Le désormais fameux « coup de rabot » sur les niches fiscales et sociales se traduit, pour assurer le financement de la réforme des retraites, par la création d’une contribution sur les hauts revenus et revenus du patrimoine, sous la forme d’une majoration de 1 point des taux, qui ne devrait pas être prise en compte dans le calcul du « bouclier fiscal ». Cette contribution devrait porter sur :
- la tranche d’imposition la plus élevée du barème de l’impôt sur le revenu, passant ainsi de 40 % à 41 % ;
- le taux du prélèvement forfaitaire libératoire sur les dividendes et intérêts sur produits de placement à taux fixe et de la retenue à la source sur les dividendes payés à des personnes non résidentes fiscales françaises, actuellement de 18 %, porté à 19 % ;
- le taux applicable aux plus-values sur cession de valeurs mobilières devrait être relevé de 18 % à 19 %, celui applicable aux plus-values immobilières, de 16 % à 17 %.

Dans le même sens, d’autres mesures touchent les ménages, comme la suppression du crédit d’impôt de 115 ou 230 euros sur l’imposition des dividendes, et la taxation dès le premier euro des plus-values mobilières (alors qu’elles ne sont actuellement imposables que si leur montant excède 25 830 euros).

Les entreprises devraient voir supprimé le plafonnement de la quote-part de frais et charges applicable aux dividendes versés dans le cadre du régime des sociétés mère-filles, actuellement fixée à 5 % des dividendes perçus, dans la limite des frais et charges réellement supportés.

Deuxième volet de la réduction des niches, le financement de la dette sociale cible essentiellement le secteur de l’assurance, avec notamment l’assujettissement aux prélèvements sociaux, au fil de l’eau, de la part en euro des contrats d’assurance-vie multisupport (alors qu’actuellement, ils ne subissent cette taxation qu’une seule fois, à la sortie du contrat, ce qui permet d’accroître le montant des intérêts générés et capitalisés chaque année).

Le troisième volet, qui concerne le financement du déficit du budget de l’État et de la Sécurité sociale, prévoit, pour les entreprises, la réintroduction, dans le champ de la taxe sur les véhicules de sociétés, des véhicules immatriculés dans la catégorie N1, mais qui sont destinés au transport de voyageurs et de leurs bagages ou biens.
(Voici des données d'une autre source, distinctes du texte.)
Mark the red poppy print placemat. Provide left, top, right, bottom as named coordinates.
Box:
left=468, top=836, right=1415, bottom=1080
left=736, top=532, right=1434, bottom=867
Demeureraient exclus les seuls véhicules N1 dont les caractéristiques intrinsèques les destinent au transport de marchandises.

Par ailleurs, la suppression du taux réduit de TVA sur les offres internet « triple play » devrait toucher tant les entreprises du secteur que la plupart des ménages.

Le PLF prévoit en outre, en matière d’impôt sur le revenu, la réduction de 10 % de l’avantage procuré par les réductions et crédits d’impôt inclus dans le plafonnement des niches. Les dispositifs concernés sont au nombre de 22 et n’incluent ni l’aide fiscale pour l’emploi d’un salarié à domicile, ni le crédit d’impôt au titre des frais de garde des jeunes enfants. Le crédit d’impôt sur les projets photovoltaïques n’est pas concerné par cette mesure, mais a été ramené de 50 % à 25 % dès le 29 septembre 2010, à l’exception de ceux pour lesquels un premier acompte a déjà été versé.

Les dispositifs de souscription au capital des PME prévus en matière d’impôt sur le revenu et d’ISF devraient être recentrés sur les entreprises rencontrant des difficultés d’accès au financement en fonds propres et aménagés, pour en améliorer l’efficacité et la transparence et prévenir les abus.

Enfin, le Gouvernement envisage de supprimer les déclarations multiples d’impôt sur le revenu, en cas de changement de situation matrimoniale en cours d’année, « afin de rétablir l’égalité face au principe de progressivité de l’impôt et de simplifier les obligations déclaratives » : les couples se constituant (mariage, pacs) auraient le choix entre le dépôt d’une seule déclaration commune ou l’imposition distincte de leurs revenus respectifs sur l’ensemble de l’année concernée. L’année de séparation, les contribuables ne devraient déposer que deux déclarations séparées.

Pour la réalisation du second objectif, le gouvernement a choisi de « poursuivre les réformes d’adaptation de notre système fiscal, engagées depuis 2007, afin d’accompagner ainsi la reprise de l’activité ». À ce titre, le PLF prévoit la pérennisation du remboursement immédiat du crédit d’impôt recherche en faveur des PME et l’allégement de la fiscalité sur les brevets, avec la suppression de la limite de déduction applicable aux redevances de concession de brevets ou inventions brevetables entre entreprises liées.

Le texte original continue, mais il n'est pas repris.